The success criteria is pretty much encapsulated in the bullet points, but of course the main criterias are to have a compatibility measure (a sort of “bridge”; I’m thinking a lot in terms of a generating feature that might generate TCA as a first implementation and then later on generate “something else” - basically viewing TCA as a “persistent storage format” that might be stored by arbitrary means and be accessed through the API as opposed to directly from the huge array). So the idea is to write an API that will cover and clean up all existing use cases and segment this API into separated concerns, yet still generate “old” TCA as output. Then after this begin the long and slow climb toward accessing TCA exclusively through this new API throughout the TYPO3 core, including in DataHandler. When the TYPO3 core no longer accesses TCA directly from the array, this frees it up to change the storage mechanism.

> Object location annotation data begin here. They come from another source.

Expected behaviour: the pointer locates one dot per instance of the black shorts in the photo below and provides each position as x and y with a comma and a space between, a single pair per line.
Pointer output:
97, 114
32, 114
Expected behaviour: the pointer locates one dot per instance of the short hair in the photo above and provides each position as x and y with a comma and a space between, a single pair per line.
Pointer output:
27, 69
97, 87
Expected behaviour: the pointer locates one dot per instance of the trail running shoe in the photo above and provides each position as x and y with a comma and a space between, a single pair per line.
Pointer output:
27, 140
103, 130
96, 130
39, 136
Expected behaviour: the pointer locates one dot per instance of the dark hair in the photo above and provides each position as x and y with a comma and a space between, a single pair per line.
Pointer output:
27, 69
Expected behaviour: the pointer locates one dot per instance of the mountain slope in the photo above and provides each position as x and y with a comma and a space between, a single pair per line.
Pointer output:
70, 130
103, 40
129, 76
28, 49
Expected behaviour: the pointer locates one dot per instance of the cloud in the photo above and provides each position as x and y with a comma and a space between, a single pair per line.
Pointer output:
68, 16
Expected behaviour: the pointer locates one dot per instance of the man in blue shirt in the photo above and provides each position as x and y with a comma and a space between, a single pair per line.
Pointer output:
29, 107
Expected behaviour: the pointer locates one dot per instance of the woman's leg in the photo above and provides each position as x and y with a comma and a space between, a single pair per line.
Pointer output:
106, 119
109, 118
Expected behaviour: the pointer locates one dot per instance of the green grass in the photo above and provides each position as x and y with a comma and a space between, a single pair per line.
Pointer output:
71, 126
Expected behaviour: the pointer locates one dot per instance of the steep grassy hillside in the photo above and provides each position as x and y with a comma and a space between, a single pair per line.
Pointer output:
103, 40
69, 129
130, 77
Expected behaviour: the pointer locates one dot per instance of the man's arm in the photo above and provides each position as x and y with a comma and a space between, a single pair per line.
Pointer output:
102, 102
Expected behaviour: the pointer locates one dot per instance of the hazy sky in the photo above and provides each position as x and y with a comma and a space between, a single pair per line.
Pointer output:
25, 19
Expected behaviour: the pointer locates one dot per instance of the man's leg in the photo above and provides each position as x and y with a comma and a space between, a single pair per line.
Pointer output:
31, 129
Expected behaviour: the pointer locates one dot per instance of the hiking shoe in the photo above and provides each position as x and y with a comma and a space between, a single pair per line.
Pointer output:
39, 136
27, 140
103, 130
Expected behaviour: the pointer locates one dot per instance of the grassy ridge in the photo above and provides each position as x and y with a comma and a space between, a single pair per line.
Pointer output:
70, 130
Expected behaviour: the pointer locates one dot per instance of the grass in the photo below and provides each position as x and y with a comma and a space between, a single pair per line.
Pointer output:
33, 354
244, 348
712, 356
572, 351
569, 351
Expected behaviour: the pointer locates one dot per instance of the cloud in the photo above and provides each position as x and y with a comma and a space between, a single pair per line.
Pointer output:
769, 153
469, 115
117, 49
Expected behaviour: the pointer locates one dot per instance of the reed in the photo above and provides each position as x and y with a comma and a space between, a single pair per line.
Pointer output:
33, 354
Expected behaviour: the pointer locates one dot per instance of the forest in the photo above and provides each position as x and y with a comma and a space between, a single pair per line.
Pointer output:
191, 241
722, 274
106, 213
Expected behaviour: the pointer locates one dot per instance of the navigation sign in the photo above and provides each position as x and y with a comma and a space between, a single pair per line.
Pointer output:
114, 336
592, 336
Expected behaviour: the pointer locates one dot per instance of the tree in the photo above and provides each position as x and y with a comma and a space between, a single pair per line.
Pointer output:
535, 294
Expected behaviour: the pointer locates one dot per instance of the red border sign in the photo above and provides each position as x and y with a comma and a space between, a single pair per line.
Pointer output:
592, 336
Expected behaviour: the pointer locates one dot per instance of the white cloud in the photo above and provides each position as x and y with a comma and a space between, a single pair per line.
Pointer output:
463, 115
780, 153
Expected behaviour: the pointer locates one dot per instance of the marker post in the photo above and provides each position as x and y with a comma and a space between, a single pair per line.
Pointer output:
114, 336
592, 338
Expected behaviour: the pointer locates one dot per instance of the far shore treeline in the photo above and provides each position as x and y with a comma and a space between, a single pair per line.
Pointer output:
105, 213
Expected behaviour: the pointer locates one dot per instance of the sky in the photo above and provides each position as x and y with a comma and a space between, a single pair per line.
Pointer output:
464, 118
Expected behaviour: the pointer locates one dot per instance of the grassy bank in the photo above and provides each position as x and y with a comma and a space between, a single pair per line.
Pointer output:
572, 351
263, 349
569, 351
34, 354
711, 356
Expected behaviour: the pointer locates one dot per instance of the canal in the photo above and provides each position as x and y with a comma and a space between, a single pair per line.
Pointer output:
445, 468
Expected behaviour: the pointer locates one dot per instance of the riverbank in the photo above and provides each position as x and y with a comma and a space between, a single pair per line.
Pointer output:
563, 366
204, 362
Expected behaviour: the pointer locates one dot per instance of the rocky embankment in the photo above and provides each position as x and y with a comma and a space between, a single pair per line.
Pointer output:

Needless to say, perhaps: this will be a very long running effort. A time-scale of years should probably be expected.

I have another side topic that i wanted to mention. I had a quick chat with Benni Mack about optimizing the TCA as well concerning the really horrible syntax of tabs, palettes, fields and field definitions like tx_contentelements_slideshowimages;;;;1-1-1 of \TYPO3\CMS\Core\Utility\ExtensionManagementUtility::addToAllTCAtypes('fe_users', 'tx_contentelements_slideshowimages;;;;1-1-1'); or do you know what settings you can set after each semicolon? I don’t. A kind of array syntax with key-value pairs would be much better in my opinion.

So if there is any working group, I would also like to be part of it.

Refs:

@simonschaufi I’ll keep you in mind for the working group!

@tomalo.stuttgart1 just came up with an API for TCA: https://git.spooner.io/spooner-web/tcabuilder/-/tree/main

This isn’t exactly the direction we would go in - our choice would be to have dedicated objects that reflect the structure, which can then be persisted to various formats. So instead of having PHP methods to manipulate TCA (to some degree TYPO3 already has this) we would implement a more object-oriented solution. In short, we would like to move beyond the current string instructions for structure and at the same time decouple UI and domain instructions.